1. Triages every new PR/issue within 30 min (labels, welcomes first-timers).
2. Runs a small Claude Haiku audit on external PRs above a size threshold.
3. Auto-merges PRs that pass both the Haiku audit and GitHub's mergeability check.
4. Closes stale, stalled, duplicate work with a template comment.
5. Pushes a daily digest of org activity to Telegram.

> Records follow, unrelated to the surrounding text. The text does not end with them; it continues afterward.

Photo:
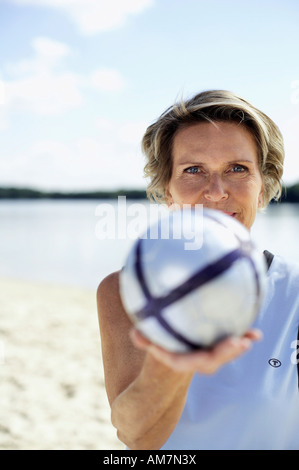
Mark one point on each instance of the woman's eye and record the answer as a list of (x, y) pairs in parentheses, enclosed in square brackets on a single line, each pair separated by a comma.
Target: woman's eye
[(192, 170), (238, 169)]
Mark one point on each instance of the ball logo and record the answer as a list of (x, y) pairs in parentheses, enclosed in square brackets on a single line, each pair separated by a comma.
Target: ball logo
[(274, 362)]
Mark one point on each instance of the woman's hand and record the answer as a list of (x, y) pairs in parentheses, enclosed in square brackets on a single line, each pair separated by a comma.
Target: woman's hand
[(204, 361)]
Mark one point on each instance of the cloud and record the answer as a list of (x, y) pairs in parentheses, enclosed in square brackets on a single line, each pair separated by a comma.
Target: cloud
[(36, 85), (110, 160), (42, 85), (94, 16), (107, 79)]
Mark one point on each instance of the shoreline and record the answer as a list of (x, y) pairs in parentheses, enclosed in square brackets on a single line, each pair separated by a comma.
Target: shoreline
[(52, 390)]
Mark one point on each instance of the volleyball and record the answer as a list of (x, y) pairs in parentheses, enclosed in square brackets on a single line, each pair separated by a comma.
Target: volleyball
[(192, 279)]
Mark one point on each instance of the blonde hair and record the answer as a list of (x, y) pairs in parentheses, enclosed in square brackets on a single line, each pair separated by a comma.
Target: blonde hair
[(212, 106)]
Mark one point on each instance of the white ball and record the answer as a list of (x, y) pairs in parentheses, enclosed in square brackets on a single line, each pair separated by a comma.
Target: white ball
[(193, 279)]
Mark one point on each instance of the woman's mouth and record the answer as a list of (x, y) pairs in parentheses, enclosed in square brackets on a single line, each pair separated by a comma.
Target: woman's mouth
[(232, 214)]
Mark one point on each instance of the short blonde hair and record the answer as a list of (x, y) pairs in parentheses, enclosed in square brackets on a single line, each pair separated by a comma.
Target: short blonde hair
[(212, 106)]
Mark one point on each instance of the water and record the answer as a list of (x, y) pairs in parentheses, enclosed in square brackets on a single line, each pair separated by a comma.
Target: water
[(56, 241)]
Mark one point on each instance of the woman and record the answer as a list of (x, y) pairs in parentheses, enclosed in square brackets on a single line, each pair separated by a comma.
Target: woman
[(218, 150)]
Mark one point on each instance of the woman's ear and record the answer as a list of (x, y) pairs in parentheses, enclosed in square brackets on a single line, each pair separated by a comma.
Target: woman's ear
[(261, 198)]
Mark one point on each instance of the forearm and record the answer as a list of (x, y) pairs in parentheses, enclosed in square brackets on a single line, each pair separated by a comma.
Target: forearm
[(147, 411)]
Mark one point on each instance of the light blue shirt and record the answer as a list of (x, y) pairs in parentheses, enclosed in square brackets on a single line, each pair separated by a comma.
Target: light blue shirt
[(253, 402)]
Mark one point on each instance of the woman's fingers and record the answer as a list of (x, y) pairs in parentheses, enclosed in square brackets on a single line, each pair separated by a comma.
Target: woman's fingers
[(205, 361)]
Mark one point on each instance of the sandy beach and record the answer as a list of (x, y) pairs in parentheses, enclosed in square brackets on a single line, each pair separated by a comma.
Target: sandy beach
[(52, 392)]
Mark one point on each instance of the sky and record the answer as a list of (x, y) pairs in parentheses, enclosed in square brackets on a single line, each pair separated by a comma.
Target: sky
[(80, 80)]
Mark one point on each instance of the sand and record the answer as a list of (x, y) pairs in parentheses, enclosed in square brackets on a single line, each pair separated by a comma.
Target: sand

Everything else (human review, architecture discussion, real feature PRs from `abhicris`) still flows through Claude Code. The pipeline just filters the noise.

## Tiers

| Tier | Runs | Uses Claude? | Purpose |
|------|------|--------------|---------|
| 1. Triage | every 30 min | no | Label by path, welcome first-timers, assign maintainer |
| 2. Audit | every 2 h | Haiku 4.5 | Security + quality verdict on external PRs |
| 3. Merge | every 2 h (after audit) | no | Merge audited + CLEAN PRs, post thank-you |
| 4. Stale | daily | no | Close PRs/issues with no activity > 21 days |
| 5. Digest | daily | no | Activity summary → Telegram |
| 6. Community | daily | no | Rebuild `data/contributors.json`, `data/open-invitations.json` |

## Files

| File | Role |
|------|------|
| `lib_gh.py` | Minimal GitHub REST v3 client (urllib, paginates, no deps) |
| `lib_claude.py` | Minimal Anthropic API client (urllib, JSON-mode, no deps) |
| `triage.py` | Tier 1 — runs on every scheduled tick |
| `audit.py` | Tier 2 — Haiku audit; writes `pipeline-verdict: {safe,needs_human,reject}` label |
| `merge_safe.py` | Tier 3 — merges PRs labelled `pipeline-verdict: safe` + state CLEAN |
| `stale.py` | Tier 4 — closes stale issues and PRs |
| `digest.py` | Tier 5 — extends `daily-report.sh` with PR/issue/contributor counts |
| `contributors.py` | Tier 6 — rebuilds `data/contributors.json` + `contributor-stats.json` |
| `invitations.py` | Tier 6 — rebuilds `data/open-invitations.json` (help-wanted / good-first-issue) |
| `run.sh` | Dispatcher; cron points here |

## Environment (.env on VPS, never commit)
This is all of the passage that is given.